Doğan Haber Ajansı’ndan Taylan Yıldırım’ın haberine göre, Soma'da geçen yıl 13 Mayıs'ta meydana gelen faciada, 301 madencinin ölümüyle ilgili olarak, haklarında, 'Olası kastla öldürme', 'Bilinçli taksirle birden fazla kişinin ölümü ile birlikte birden fazla kişinin yaralanmasına neden olma', 'Neticesi sebebiyle ağırlaşmış yaralama' suçlarından 301 kez, 2 yıldan 25 yıla kadar hapis cezası istemiyle dava açılan toplam 46 sanığın yargılanmasına, Akhisar Ağır Ceza Mahkemesi'nde kaldığı yerden devam edildi. Somalı işçilerin aileleri, polisin arama noktasından geçip duruşmayı izlemek üzere salona girdi.
“Megafon sistemi olsa bu kadar insan ölmeyebilirdi”
Yoklamanın yapılmasıyla başlayan duruşmada ilk olarak, tamir tarama ekibinde görev yapan Cüneyt Sualp, dinlendi.

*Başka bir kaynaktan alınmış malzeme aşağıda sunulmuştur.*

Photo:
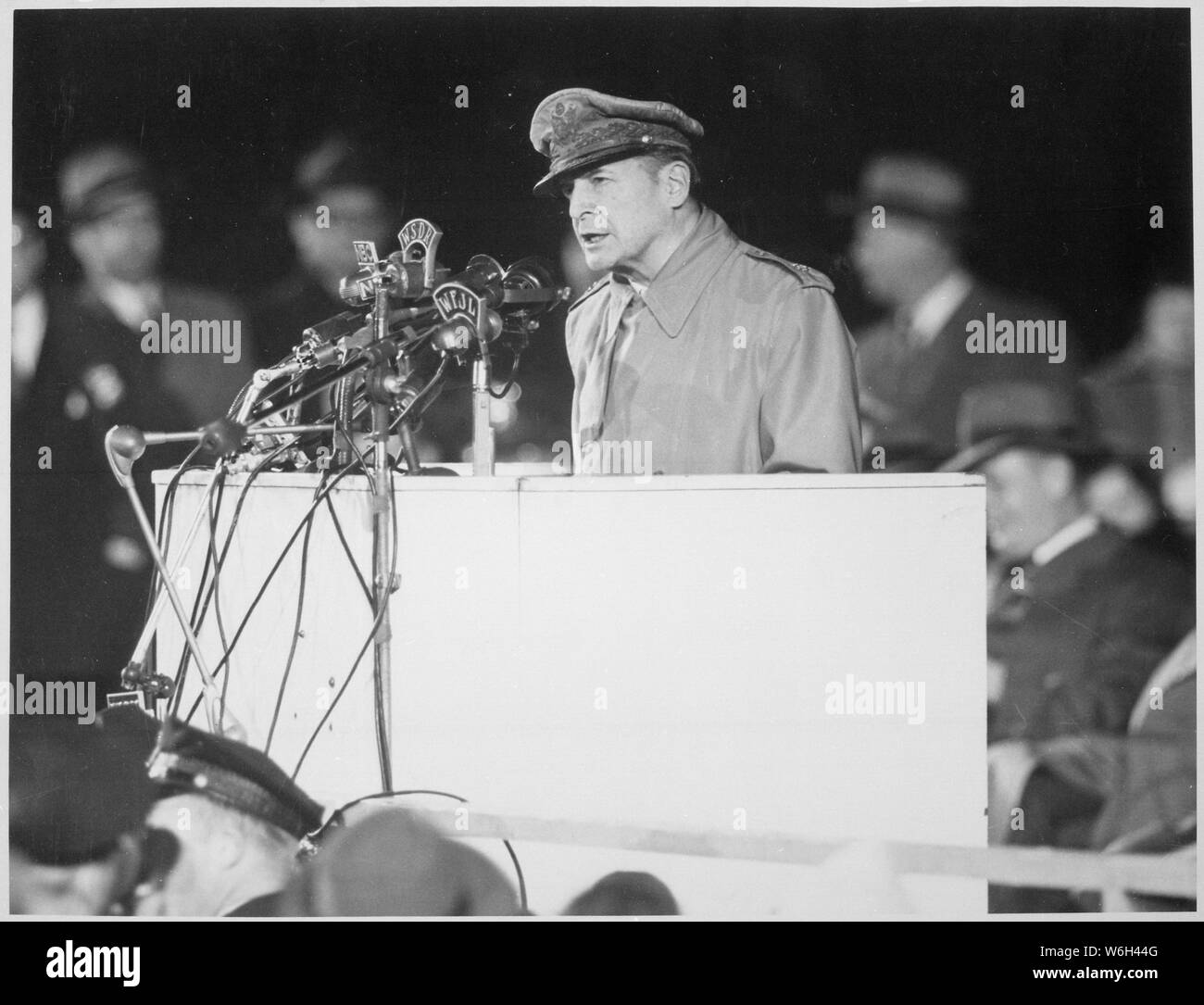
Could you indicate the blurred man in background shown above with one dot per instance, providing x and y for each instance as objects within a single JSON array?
[
  {"x": 338, "y": 195},
  {"x": 911, "y": 221},
  {"x": 1145, "y": 400},
  {"x": 128, "y": 345},
  {"x": 1079, "y": 616},
  {"x": 79, "y": 796},
  {"x": 236, "y": 820}
]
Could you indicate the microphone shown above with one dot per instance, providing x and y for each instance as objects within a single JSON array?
[
  {"x": 333, "y": 329},
  {"x": 408, "y": 280}
]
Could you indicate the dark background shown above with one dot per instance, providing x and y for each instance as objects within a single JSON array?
[{"x": 1064, "y": 184}]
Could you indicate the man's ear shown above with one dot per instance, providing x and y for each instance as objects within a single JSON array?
[{"x": 675, "y": 180}]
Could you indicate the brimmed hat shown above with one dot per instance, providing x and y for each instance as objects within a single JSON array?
[
  {"x": 232, "y": 774},
  {"x": 99, "y": 181},
  {"x": 913, "y": 185},
  {"x": 578, "y": 128},
  {"x": 393, "y": 863},
  {"x": 1040, "y": 417}
]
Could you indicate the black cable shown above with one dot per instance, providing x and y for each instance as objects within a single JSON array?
[
  {"x": 185, "y": 656},
  {"x": 383, "y": 752},
  {"x": 217, "y": 570},
  {"x": 359, "y": 658},
  {"x": 167, "y": 513},
  {"x": 350, "y": 558},
  {"x": 509, "y": 382},
  {"x": 296, "y": 622},
  {"x": 268, "y": 580}
]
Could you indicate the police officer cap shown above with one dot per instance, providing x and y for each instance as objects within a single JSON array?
[
  {"x": 581, "y": 128},
  {"x": 232, "y": 774}
]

Mağdur işçi olarak ifade veren Sualp, 4.5 yıldır madenci olarak çalıştığını, olay günü de, saat 14.20'de tamir için gerekli malzemeleri hazırladıkları sırada amirlerinin talimatıyla, temizlik işine geçtiklerini söyledi. Temizliğe başladıktan kısa süre sonra yaşanan olay anlarını da anlatan Cüneyt Sualp, “Saat 15.45 gibi, 5'inci bant boyundan az miktarda duman gelmeye başladı. Bunun gelip geçici olduğunu düşünüp çalışmaya devam ettik. Ancak 5 dakika sonra daha yoğun bir duman gelmeye başladı ve elektrikler kesildi. Başlarımızdaki lambalarla idare ettik. Dumanın yoğunlaşmasıyla, temiz havanın olduğu bölüme geçtik. 10 dakika kadar orada bekledik. Sonra bulunduğumuz bölgeye gelen İsmail Adalı'nın talimatıyla, ocak dışına çıkmak için yürümeye başladık. Bu sırada yol üzerinde dumandan etkilenen baygın haldeki arkadaşlarımızı gördük. Onların koluna girip ayağa kaldırdık sonra da bantlara bindirip dışarıya çıkmalarını sağladık" dedi.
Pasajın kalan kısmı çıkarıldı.